Just down the street from the Summer Palace, we stopped by Freesky Pearl Factory, where we viewed a demonstration opening a freshwater shell with more than 10 multi-colored pearls. Ladies, if you want to see if your pearls are the real deal, just rub them together which will produce a white powder and no scratches (though a mis-shapen pearl may result).

From there, we donned our celebrity status at the Forbidden City, a massive compound boasting the largest and best-preserved ancient imperial palaces with 500 years of history. A middle courtyard marking the center of both the Forbindden City and Beijing itself which delineates the boundary between men and women. They were not permitted to cross sides. It is here that we learned that the building's architecture grade or complexity is indicated by the number of ornations along the roof corners (the more, the better). Doors were adorned with gold nobs (a place with greatest honor having nobs arranged 9 by 9) - the higher the nob you can reach, the greater your blessing. We saw building after building with remarkably similar names - countless Halls of (fill in the blank) Harmony. Did you know that Katie and I are in high demand? We were photographed, filmed, gawked at, and posed with as the rare white people in China. Surely this will change after the Olympics, but it was absolutely shocking to see everyone's reaction to our group of white American tourists.

Our next stop was lunch where we ate french fries with chopsticks and appreciated their bathrooms (no more squatty potties, please!). After begging and pleading, our guide agreed to give us a requested bonus stop at Tiananmen Square, the largest open square in the world, home to Beijing's version of the 'Lincoln Memorial' and the first of many Olympic countdown signs.

Next we had a chance to visit the Chinese traditional medicine culture at Tong Ren Tang Pharmacy. We were each given a pulse diagnosis by an old Chinese doctor. I learned that I am overall very healthy but have poor blood circulation to my brain resulting in a bad memory. I used this excuse throughout the rest of the trip.

Our last stop of the tour was at the Temple of Heaven, the largest ancient imperial worship architecture group in the world where the ancient emperors prayed for peace and harvest. The wood structure is pieced together like a jigsaw puzzle (or Lincoln logs). There were lots of locals singing, playing sport/games, and knitting along the pathway to the temple.

After the tour, Katie and I hightailed it back to Silk Street, our favorite new spot for bargaining. We are pro's, let me tell ya. It didn't take us long to realize that the more purchases you carry, the better deals you'll find. We paid roughly 10% of asking price and other vendors were shocked and impressed with the prices we paid. Katie made lots of friends while I tried on clothes and shoes - shopping has never been so fun. We were devastated when they closed the shops down around us.

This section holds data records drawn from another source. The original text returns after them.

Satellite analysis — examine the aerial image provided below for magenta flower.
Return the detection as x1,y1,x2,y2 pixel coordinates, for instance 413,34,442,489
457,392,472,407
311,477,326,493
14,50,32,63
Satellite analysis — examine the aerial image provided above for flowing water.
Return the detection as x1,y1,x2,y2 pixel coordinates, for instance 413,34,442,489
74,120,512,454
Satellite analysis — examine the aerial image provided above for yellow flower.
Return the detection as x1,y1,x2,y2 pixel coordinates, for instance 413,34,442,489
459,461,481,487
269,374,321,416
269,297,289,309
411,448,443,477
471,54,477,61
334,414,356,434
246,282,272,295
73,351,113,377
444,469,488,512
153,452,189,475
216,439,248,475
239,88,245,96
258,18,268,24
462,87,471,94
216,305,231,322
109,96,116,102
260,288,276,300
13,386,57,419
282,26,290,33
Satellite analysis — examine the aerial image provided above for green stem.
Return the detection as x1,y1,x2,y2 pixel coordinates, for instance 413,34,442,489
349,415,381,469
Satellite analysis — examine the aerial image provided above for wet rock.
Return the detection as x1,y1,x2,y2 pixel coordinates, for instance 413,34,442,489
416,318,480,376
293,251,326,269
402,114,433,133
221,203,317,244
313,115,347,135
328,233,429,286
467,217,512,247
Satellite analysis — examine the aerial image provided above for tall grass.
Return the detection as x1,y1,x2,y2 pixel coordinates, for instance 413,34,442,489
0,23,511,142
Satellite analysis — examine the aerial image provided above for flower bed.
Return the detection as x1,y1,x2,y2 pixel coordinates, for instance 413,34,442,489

Forced to leave, we headed to Hou Hai Bar Street to check out Beijing nightlife. After a romantic stroll around the lake, we settled onto one of the many riverside couches for the one round of drinks we could afford (we perfectly allocated our ATM withdrawals to not have excess foreign currency). We wondered what type of herbal refreshment was so readily available from the countless hookahs on blatant display. Our taxis always seemed to be driving in circles, but never failed to deliver us to our intended destination.